紀元前2世紀になると、サルマタエ人の一派であるロクソラニ族やヤジグ族が、東方の他部族の侵入から逃れてドナウ沿岸地域に移住してきた。サルマタエ人は、黒海北東部を起源とするスキティア人の一派である。ヤジグ族は古代ローマでは「ヤシ(Iasi)」、プトレマイオス朝エジプトでは「ヤシウス(Jassius)」と呼ばれていた部族で、ダキア北東部に居住していたが、紀元後20年以降カルパチア山脈を越え、ティサ川とドナウ川の間に広がるパンノニア平原に到達したとされる。現在のハンガリーにあるダルヴァール(Daruvár)では、municipium Iasorum および res publica Iasorum という言葉が刻まれた碑文が発見されている。その他ルーマニアのグラディシュテ(Grădişte)などで発見された古代ローマ時代の碑文から、このヤシ族(ヤジグ族)が現在のモルドバおよびトランシルバニア地方で勢力を持っていたことが判っている。当時サルマタエ人とゲタエ・ダキア人が混同されていたことは明らかで、ダキアが古代ローマ帝国属州となってから置かれた首都(ウルピア・トラヤーナ)サルミゼゲトゥサ・レジア(Ulpia Traiana Sarmizegetusa Regia)は、恐らくラテン語の「Sarmis-et-Getus-a-Regia」、つまり「サルマタエ人とゲタエ人の都」という言葉に由来していると考えられる。しかし、「サルミゼゲトゥサ」は「丘に囲まれた町」を意味するダキア語に由来する、という説もあり、どちらが正しいか判断するには、今後のダキア語研究の成果を待つしかない。
歴史
ローマ属州化以前
知られている限りで最も古いゲタエ人の首領はドロミヘテ(Dromihete、又はDromichaetes)(紀元前300年頃)と伝わっており、当時はドナウ川下流域が勢力圏であった。紀元前2世紀半ばのルボボステス(Rubobostes)より徐々に西進を始めて、紀元前2世紀末から紀元前1世紀始めに頃に現在のトランシルヴァニア地方に住んでいたガリア人を追い出す形で移住したとされる。

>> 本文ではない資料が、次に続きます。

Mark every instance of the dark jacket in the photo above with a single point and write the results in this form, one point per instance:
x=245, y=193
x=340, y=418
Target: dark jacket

その頃より徐々に文献にも「ダキア人」の名が出るようになり、例えばガイウス・ユリウス・カエサルの『ガリア戦記』にも記された。度重なるバスタルナエ族との抗争や、共和政ローマとの抗争(紀元前112年~前109年、紀元前79年)で疲弊したダキアを立て直したのは、ブレビスタであった。ダキア全部族を統一したブレビスタはストラボンによると20万とも称される兵を率いて、現在のハンガリーに居住していたスコルディスキ族やボイイ族らを攻撃して、これら部族の領土を奪い取った。最終的にブレビスタはティサ川流域からドナウ河畔、パンノニア地方や黒海沿岸にまで支配地を拡大した。同時期にガリア戦争を遂行していたカエサルは、終身独裁官となった後にパルティアやゲルマニアと共にダキアのローマ属州化を目論んだものの、カエサルが暗殺されたことで免れた。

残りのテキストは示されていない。